Image copyright Getty Images Image caption Mr Nabarro’s comments were made in a letter to the Daily Mail

Mr Nabarro told the newspaper that alcohol related hospital admissions in the United Kingdom in 2017 were up 15% compared with 2015.

He said that almost 70% of these admissions related to alcohol at parties.

He also stressed that many seasonal gatherings required people to drive to and from and it was “preferable to remain at home”.

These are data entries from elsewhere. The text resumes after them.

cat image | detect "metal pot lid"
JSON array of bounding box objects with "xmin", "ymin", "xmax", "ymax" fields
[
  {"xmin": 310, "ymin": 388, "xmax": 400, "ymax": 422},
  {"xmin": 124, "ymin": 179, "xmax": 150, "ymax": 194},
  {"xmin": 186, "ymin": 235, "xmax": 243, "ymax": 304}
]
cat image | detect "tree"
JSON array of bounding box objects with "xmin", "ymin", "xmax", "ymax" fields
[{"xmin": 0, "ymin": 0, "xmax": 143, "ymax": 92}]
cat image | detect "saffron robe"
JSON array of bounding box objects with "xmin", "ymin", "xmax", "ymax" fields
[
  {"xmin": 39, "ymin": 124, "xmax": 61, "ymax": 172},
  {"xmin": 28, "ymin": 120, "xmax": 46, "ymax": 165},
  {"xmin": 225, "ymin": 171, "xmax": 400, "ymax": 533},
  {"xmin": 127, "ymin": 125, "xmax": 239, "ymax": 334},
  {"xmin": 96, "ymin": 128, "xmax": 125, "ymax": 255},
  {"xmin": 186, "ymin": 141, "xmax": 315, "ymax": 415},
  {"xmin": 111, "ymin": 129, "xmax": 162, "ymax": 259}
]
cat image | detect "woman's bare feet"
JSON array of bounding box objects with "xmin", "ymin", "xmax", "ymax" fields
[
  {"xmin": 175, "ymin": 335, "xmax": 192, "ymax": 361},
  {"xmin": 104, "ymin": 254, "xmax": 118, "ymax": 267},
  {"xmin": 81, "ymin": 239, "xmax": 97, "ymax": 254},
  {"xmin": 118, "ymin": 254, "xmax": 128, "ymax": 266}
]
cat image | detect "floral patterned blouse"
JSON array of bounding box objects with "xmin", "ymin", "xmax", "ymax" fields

Image copyright Getty Images Image caption A recent study suggested that pub and club drinking led to a third of drink-related road deaths

At this time of year many people return to holiday accommodation in the warmer climes of Spain and Morocco.

A poll carried out in 2016 by Visit Spain reported that just over half of Brits travelling there this year said they were planning to stay in four-star hotels.

Research carried out by Defra in 2011 revealed that Britons travelling abroad were the highest users of hotel minibars.

In a four-year average the figures suggested that there were 9,760 cases of harmful drinking in the UK between 2010 and 2012, leading to 146 arrests and 120 hospital admissions.

While alcohol was detected in 42% of hospital admissions and 44% of arrests, the most common cause of harm related to alcohol was excessive drinking causing trouble.